As of November 30, 2010, there was $4.5 million of total unrecognized stock-based compensation
cost related to nonvested stock options, restricted stock and RSUs. That cost is expected to be
recognized as an expense over a weighted-average remaining vesting period of 2.8 years.
NOTE 9 CONCENTRATION OF RISK
Because the Company sells into markets dominated by a few large service providers, a
significant percentage of consolidated revenues and consolidated accounts receivable relate to a
small number of customers. One customer of the Companys Satellite business unit accounted for 28%
and 55%, respectively, of consolidated revenues for the quarters ended November 30, 2010 and 2009,
respectively, and accounted for 35% and 46% of consolidated revenues for the nine-month periods
then ended.

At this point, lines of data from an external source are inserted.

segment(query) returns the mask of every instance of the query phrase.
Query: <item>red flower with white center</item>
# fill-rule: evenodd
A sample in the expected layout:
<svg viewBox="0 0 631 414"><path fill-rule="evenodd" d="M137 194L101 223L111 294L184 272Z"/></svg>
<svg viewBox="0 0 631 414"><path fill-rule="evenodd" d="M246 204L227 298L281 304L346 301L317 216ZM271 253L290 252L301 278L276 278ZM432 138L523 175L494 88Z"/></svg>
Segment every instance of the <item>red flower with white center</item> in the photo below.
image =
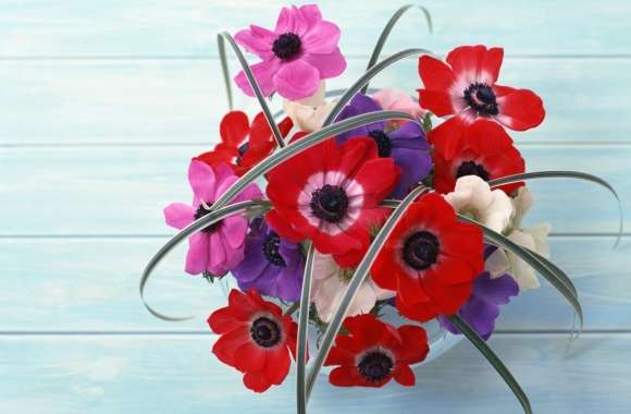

This customer also accounted for 14% and 48% of consolidated net accounts receivable
at November 30, 2010 and February 28, 2010, respectively. No other customer accounted for 10% or
more of consolidated revenues for the three and nine months ended November 30, 2010 or 2009.
Some of the Companys components, assemblies and electronic manufacturing services are
purchased from sole source suppliers. One supplier, which functions as an independent foreign
procurement agent, accounted for approximately 50% of the Companys total inventory purchases in
the nine months ended November 30, 2010 and 2009. At November 30, 2010, this supplier accounted
for 59% of the Companys total accounts payable balance.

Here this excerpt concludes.